Dans un message publié sur X, le dirigeant a réitéré l'appel à "chanter à nouveau la glorieuse strophe" de l'hymne national.
L'événement commémore le discours que Fidel Castro a prononcé au même endroit le 16 avril 1961, lors des funérailles des victimes des bombardements aériens, un jour avant l'invasion de Playa Girón, lorsqu'il a proclamé le caractère socialiste de la Révolution.
Pour l'événement, la Comisión Provincial de Seguridad Vial de La Habana a ordonné le fermeture totale de plusieurs rues du municipio Plaza de la Revolución à partir de 05h00.
La convocation de ce jeudi n'est pas un fait isolé, mais la dernière livraison d'un schéma discursif que Díaz-Canel a répété devant des auditoires nationaux et internationaux ces derniers mois.
Le dimanche dernier, lors d'une interview de 53 minutes avec le programme "Meet the Press" de NBC News —la première d'un dirigeant cubain dans cet espace depuis Fidel Castro en 1959—, Díaz-Canel a déclaré : "Je n'ai pas peur. Je suis prêt à donner ma vie pour la révolution" et "S'il faut mourir, nous mourrons, car comme le dit notre hymne national : mourir pour la patrie, c'est vivre".
En cette même interview il a refusé de libérer plus de 1 200 prisonniers politiques, de célébrer des élections multipartites et de reconnaître des syndicats et une presse libre, des conditions que Washington exige pour normaliser les relations. Interrogé sur la possibilité de renoncer pour sauver Cuba, il a répondu avec irritation : Tu poses cette question à Trump ? Cette question vient du Département d'État ?

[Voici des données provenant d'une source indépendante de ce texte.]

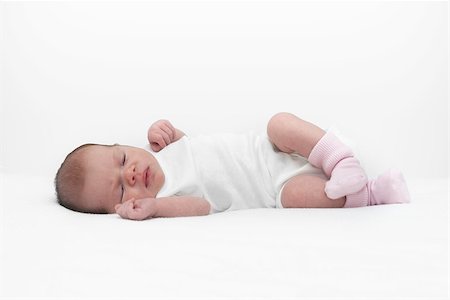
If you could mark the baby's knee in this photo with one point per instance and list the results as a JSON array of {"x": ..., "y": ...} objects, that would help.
[{"x": 277, "y": 123}]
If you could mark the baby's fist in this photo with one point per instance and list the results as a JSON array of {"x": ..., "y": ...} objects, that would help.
[{"x": 160, "y": 134}]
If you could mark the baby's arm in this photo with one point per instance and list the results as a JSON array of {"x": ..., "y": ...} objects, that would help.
[
  {"x": 176, "y": 206},
  {"x": 162, "y": 133}
]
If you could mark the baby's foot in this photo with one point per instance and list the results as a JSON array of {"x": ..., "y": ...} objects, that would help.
[
  {"x": 388, "y": 188},
  {"x": 347, "y": 178}
]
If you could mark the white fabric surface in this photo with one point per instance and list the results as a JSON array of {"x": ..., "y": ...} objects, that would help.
[{"x": 385, "y": 251}]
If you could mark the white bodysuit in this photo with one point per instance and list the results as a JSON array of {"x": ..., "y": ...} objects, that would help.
[{"x": 230, "y": 171}]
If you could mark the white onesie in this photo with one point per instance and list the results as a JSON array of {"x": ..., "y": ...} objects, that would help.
[{"x": 230, "y": 171}]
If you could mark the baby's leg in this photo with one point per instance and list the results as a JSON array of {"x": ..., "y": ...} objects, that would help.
[
  {"x": 307, "y": 191},
  {"x": 322, "y": 149},
  {"x": 293, "y": 135}
]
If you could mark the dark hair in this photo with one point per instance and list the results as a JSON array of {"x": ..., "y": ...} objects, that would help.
[{"x": 70, "y": 179}]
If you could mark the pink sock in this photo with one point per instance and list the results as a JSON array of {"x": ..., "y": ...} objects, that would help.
[
  {"x": 388, "y": 188},
  {"x": 337, "y": 161}
]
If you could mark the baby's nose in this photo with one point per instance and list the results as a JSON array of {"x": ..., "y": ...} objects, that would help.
[{"x": 131, "y": 175}]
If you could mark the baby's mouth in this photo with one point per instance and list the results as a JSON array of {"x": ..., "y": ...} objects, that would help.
[{"x": 147, "y": 177}]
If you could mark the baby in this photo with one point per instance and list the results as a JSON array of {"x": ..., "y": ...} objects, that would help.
[{"x": 296, "y": 165}]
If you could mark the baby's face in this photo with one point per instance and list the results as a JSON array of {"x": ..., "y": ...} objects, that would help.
[{"x": 118, "y": 173}]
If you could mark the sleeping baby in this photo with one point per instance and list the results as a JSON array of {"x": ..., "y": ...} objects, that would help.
[{"x": 296, "y": 165}]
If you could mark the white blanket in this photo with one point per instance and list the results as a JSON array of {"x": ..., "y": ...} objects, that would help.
[{"x": 384, "y": 251}]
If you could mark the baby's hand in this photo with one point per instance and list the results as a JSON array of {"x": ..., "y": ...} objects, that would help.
[
  {"x": 137, "y": 209},
  {"x": 161, "y": 134}
]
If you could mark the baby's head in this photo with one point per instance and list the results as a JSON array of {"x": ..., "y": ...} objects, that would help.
[{"x": 94, "y": 178}]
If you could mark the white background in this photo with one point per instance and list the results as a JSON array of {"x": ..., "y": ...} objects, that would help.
[{"x": 73, "y": 73}]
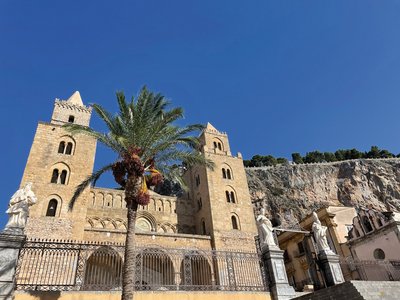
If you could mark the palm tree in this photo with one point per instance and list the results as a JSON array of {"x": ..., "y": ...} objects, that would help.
[{"x": 149, "y": 147}]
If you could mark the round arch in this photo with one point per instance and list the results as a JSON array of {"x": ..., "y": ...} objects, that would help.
[
  {"x": 195, "y": 271},
  {"x": 103, "y": 270},
  {"x": 154, "y": 268},
  {"x": 58, "y": 205}
]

Le 7 avril, lors d'une interview avec Newsweek, il avait menacé d'une "guerre de guérilla" face à toute agression militaire des États-Unis et cita le même vers du hymne. Le secrétaire d'État Marco Rubio répondit par une seule phrase : "Je ne pense pas beaucoup à ce qu'il a à dire".
En mars, devant l'ex-leader de Podemos Pablo Iglesias, Díaz-Canel a été encore plus explicite : "Je te le dis avec la profonde conviction que j'ai, que j'ai partagée avec ma famille, que nous donnerions notre vie pour la révolution".
Ce discours de sacrifice et de résistance se répète alors que Cuba traverse sa pire crise depuis des décennies : des coupures de courant affectant plus de 60 % du territoire national, une pénurie généralisée de nourriture, de carburant et de médicaments, et un record historique de 953 manifestations enregistrées rien qu'en janvier 2026, selon l'Observatoire Cubain des Conflits.
Le tanker russe Anatoly Kolodkin est arrivé à Matanzas le 31 mars avec environ 700 000 barils de pétrole brut, ce qui est à peine suffisant pour couvrir un tiers des besoins mensuels du pays.
La consigne officielle du 1er Mai 2026, "La Patrie se défend", évoque également le même vers du hymne, consolidant un récit officiel qui appelle au sacrifice collectif, tandis que le régime évite d'assumer toute responsabilité pour le collapse que subit le peuple cubain.